= Ecclesiastical Commission of 1686 =

The Ecclesiastical Commission was an English court of enquiry established in July 1686 by James II under the Royal prerogative, and headed by Judge Jeffreys. It was declared to have jurisdiction over the governance of the Church of England also empowered to try all offences punishable under ecclesiastical law. It was disbanded shortly before the Glorious Revolution.

== Activities ==
The Ecclesiastical Commission was in effect a revival of the Court of High Commission, declared illegal by the Long Parliament during the reign of Charles I by the Triennial Act 1640, and was intended by James II as a means to move England back towards Catholicism by sanctioning those hostile to it, and enforce the king's religious policy generally. During its existence, the Commission suspended Henry Compton, the Bishop of London, from his activities as bishop, and the Vice-chancellor of Cambridge University, John Peachell, for refusing the king's commands.
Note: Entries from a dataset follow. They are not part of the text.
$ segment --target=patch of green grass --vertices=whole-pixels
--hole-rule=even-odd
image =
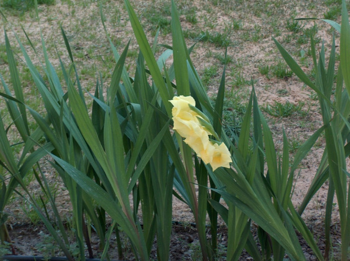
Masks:
[[[203,71],[202,80],[204,85],[208,85],[212,78],[218,75],[218,66],[216,65],[206,68]]]
[[[270,115],[280,118],[290,117],[293,114],[304,117],[308,112],[308,110],[304,110],[304,106],[305,103],[302,101],[300,101],[298,104],[292,103],[288,101],[284,103],[275,101],[272,105],[266,105],[264,109]]]
[[[288,91],[286,89],[278,89],[277,90],[277,94],[280,96],[286,96],[288,94]]]
[[[199,39],[200,41],[211,42],[218,47],[226,47],[231,43],[230,35],[226,32],[202,31],[199,36],[196,38]]]
[[[0,65],[7,64],[8,63],[6,54],[6,46],[4,43],[0,44]]]
[[[228,64],[234,61],[234,58],[230,55],[228,55],[225,57],[224,55],[222,55],[220,53],[216,53],[214,56],[220,61],[220,62],[221,62],[222,64]]]
[[[289,78],[293,74],[293,72],[290,70],[286,64],[284,62],[280,62],[274,66],[270,66],[270,70],[272,74],[278,78]]]
[[[234,78],[231,83],[232,88],[240,88],[250,83],[250,80],[246,79],[243,74],[241,73],[235,75]]]
[[[38,4],[54,4],[55,0],[38,0]],[[33,0],[2,0],[1,6],[22,12],[22,14],[34,7]]]
[[[234,136],[239,136],[242,121],[246,111],[246,102],[248,93],[242,93],[236,91],[228,92],[224,100],[222,107],[223,130],[228,136],[232,138]],[[215,98],[211,98],[212,103],[215,104]]]
[[[336,20],[340,15],[341,12],[342,6],[340,4],[334,5],[324,13],[324,19]]]

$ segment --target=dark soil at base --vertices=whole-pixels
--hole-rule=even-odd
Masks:
[[[314,235],[318,248],[324,254],[325,249],[324,229],[322,223],[317,223],[309,226],[309,229]],[[62,257],[62,252],[50,235],[48,230],[42,224],[36,225],[26,224],[14,225],[8,228],[10,237],[12,241],[16,255],[44,257],[47,260],[52,257]],[[258,240],[256,228],[252,226],[252,232],[254,238]],[[340,226],[338,224],[333,225],[331,227],[331,233],[333,239],[333,247],[330,250],[331,259],[337,260],[340,251]],[[312,250],[298,235],[302,243],[302,247],[306,260],[316,260]],[[210,239],[210,228],[208,229],[208,237]],[[113,260],[135,260],[134,253],[131,251],[128,241],[121,235],[123,247],[124,256],[122,259],[118,257],[116,235],[113,234],[110,241],[110,247],[108,251],[110,258]],[[258,241],[258,240],[257,240]],[[225,226],[220,226],[218,230],[218,250],[215,255],[216,260],[226,260],[227,248],[227,230]],[[198,234],[195,225],[192,224],[184,224],[174,222],[170,245],[170,260],[200,260],[200,248]],[[91,239],[92,257],[89,257],[86,251],[87,258],[99,258],[102,252],[100,248],[98,237],[92,232]],[[71,250],[74,245],[71,245]],[[259,246],[259,247],[260,246]],[[77,249],[78,250],[78,249]],[[156,240],[152,250],[151,260],[156,260]],[[286,257],[286,258],[288,258]],[[6,260],[6,259],[4,259]],[[242,252],[240,260],[252,260],[245,250]],[[78,259],[77,259],[78,260]]]

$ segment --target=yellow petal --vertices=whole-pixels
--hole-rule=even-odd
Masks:
[[[182,111],[190,112],[188,104],[196,106],[196,101],[192,96],[184,96],[180,95],[179,96],[174,96],[172,100],[169,101],[172,103],[174,107],[172,110],[172,114],[173,117],[178,117],[178,114]]]
[[[224,142],[219,146],[216,143],[213,144],[214,149],[212,159],[210,164],[213,171],[220,167],[230,168],[230,163],[232,162],[231,154]]]
[[[192,135],[188,135],[184,140],[185,143],[194,151],[198,156],[201,157],[202,152],[206,150],[210,143],[209,137],[201,126],[198,125],[194,129]]]
[[[172,128],[184,138],[194,135],[196,130],[200,128],[198,123],[194,120],[186,120],[178,117],[174,117],[172,120],[174,122]]]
Due to the increasing unpopularity of James II's religious policy, the Ecclesiastical Commission was disbanded on his instructions after the acquittals in the Trial of the Seven Bishops. Following James' overthrow in the Glorious Revolution, Parliament (with the assent of the new King William III) passed the Bill of Rights 1689, which declared it and "all other Commissions and Courts of like nature" to be illegal.